What are the challenges in leading a newer IIT?
The first challenge for a number of years was for people to take us seriously. This was a new IIT in the mountains and people would often look down upon the institution thinking not much could be done there. Through our accomplishments we have proven that things can be done in this geography too. In the first few years, it was very difficult to get good faculty to come to it. Many people would be attracted by the location but would eventually take up an offer in bigger cities. But in the last few years, some great teachers have opted to teach at Mandi over the older IITs. To a certain extent, this challenge remains today. Often spouses of highly qualified faculty members have a difficult time finding jobs so we have to be innovative about the opportunities we offer. The other issue is the time it takes to travel to Delhi. There is road connectivity and just one flight a day to Kullu and often the timing is not always convenient. But we always tell that a remote location is an advantage as all visiting guests and faculty members spend significant time at the campus engaging with all stakeholders.
What is the primary purpose of an IIT? Has their relevance changes over the years?
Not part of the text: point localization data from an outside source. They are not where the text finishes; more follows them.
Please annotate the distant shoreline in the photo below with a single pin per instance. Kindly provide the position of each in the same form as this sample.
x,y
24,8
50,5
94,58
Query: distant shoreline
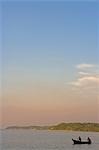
x,y
86,127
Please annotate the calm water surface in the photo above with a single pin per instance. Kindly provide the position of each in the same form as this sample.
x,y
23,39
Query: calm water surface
x,y
45,140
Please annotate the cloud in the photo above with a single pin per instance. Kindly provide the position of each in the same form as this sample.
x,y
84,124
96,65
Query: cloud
x,y
85,66
87,79
84,73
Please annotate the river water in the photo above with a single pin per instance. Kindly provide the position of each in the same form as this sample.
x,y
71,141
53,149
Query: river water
x,y
45,140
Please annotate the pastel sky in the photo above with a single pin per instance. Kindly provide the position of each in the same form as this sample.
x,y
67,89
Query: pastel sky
x,y
49,68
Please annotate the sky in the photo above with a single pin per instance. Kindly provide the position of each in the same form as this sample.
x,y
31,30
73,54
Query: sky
x,y
50,66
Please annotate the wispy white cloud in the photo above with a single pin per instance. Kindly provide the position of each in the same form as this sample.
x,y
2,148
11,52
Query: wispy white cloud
x,y
85,66
86,78
90,81
84,73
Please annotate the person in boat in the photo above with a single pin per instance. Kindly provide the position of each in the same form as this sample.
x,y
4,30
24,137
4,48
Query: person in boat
x,y
89,140
79,138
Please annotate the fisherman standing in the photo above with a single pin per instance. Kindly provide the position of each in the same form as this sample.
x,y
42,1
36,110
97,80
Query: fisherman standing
x,y
79,138
89,140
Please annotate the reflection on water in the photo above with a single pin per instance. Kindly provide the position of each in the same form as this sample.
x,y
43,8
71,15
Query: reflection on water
x,y
45,140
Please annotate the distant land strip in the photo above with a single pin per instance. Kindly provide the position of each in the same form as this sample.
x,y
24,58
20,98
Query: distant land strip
x,y
93,127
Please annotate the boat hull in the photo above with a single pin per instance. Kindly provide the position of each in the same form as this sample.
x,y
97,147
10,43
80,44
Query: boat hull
x,y
80,142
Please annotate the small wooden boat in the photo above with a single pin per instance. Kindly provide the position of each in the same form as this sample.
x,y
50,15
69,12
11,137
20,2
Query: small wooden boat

IITs were set up to essentially to be the leaders for science and technology for the nation in the process of nation-building. That was a very general goal. They started out by providing education at the undergraduate level which was the need of the hour. Over time, they started doing Masters and PhD education. Then from about 1980s onwards, research became important goal and to be known internationally, you had to be good at research. From the 1990s onwards, particularly starting with IIT Madras, there’s an emphasis on integration of companies which can effectively make commercially viable technologies, and incubating companies. So, the IITs have been evolving over the years in order to meet the expectations of India.
Thus, IIT Mandi also wants to be in the service of the country. Fom the beginning, we focus on teaching students who will become the leaders of the future. If we see that data science is a need for the future, then we teach it all our students. Today, you don’t really need to have a teacher to teach you something, what you need is a good problem, and the ability to figure out where to get the information to solve that problem. It’s important to focus on creating provlem-solvers for the future as the technology and knowledge relevant today may be of no use 10 years later. So a student who is an electrical engineer today might decide to become an IAS officer after five years, and then decide to join some industry or go into politics. At every stage, we want them to be a leader and contribute to problem-solving. The other aspect is that we want to contribute in developing useful science and technology for the country too.
The future of work reports suggest that employment and skills will change in the future. How does an educational institute prepare students for lifelong learning when the future is so ambiguous?
Over four years students work towards 260 credits – roughly half of that is broad-based and the other half is in-depth traditional discipline. This is different from other traditional colleges and we do so to ensure that as jobs change unpredictably, students will have the basic knowledge that will help them in every job. They need to have the skills that allow them to identify what they need to devise a solution to a problem in any discipline.